Title: Nonparametric location-scale models for right- and interval-censored data with inference based on Laplace approximations.
Abstract: A double additive model for the conditional mean and standard
deviation in location-scale models with a nonparametric error distribution is proposed. The response is assumed continuous and possibly subject to right or interval-censoring. Nonparametric inference from censored data in location-scale models has been studied by many authors, but it generally focuses on the estimation of conditional location and can only deal with the estimation of the smooth effects of a very limited number of covariates. Additive models based on P-splines are preferred here for their excellent properties and the possibility to handle a large number of additive terms (Eilers and Marx 2002).

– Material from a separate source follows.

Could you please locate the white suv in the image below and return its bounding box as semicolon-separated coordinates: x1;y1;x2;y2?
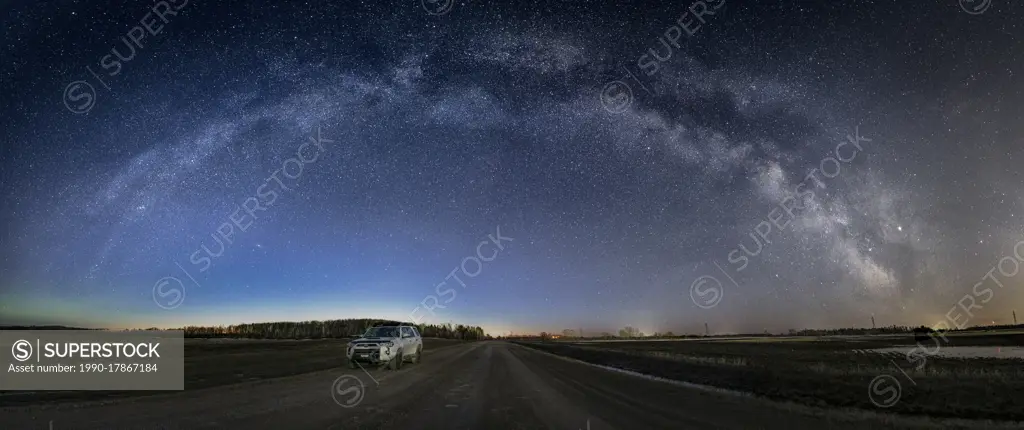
346;326;423;371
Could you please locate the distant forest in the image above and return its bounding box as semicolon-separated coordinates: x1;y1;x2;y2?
172;318;488;340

They are used to specify the joint effect of covariates on location and dispersion within the location-scale model. A nonparametric error distribution with a smooth underlying hazard function and fixed moments is assumed for the standardized error term. In the absence of right-censoring, a location-scale model with a small number of additive terms and a quartile-constrained error density (instead of the hazard here) was considered in Lambert (2013) to analyse interval-censored data, with inference relying on a numerically demanding MCMC algorithm. It is shown how Laplace approximations to the conditional posterior of spline parameters can be combined to bring fast and reliable estimation of the linear and additive terms, and provide a smooth estimate of the underlying error hazard function under moment constraints. These approximations are the cornerstones in the derivation of the marginal posteriors for the penalty parameters and smoothness selection. The resulting estimation procedures are motivated using Bayesian arguments and shown to own excellent frequentist properties. They are extremely fast and can handle a large number of additive terms within a few seconds even with pure R code. The methodology is illustrated with the analysis of right- and interval-censored income data in a survey.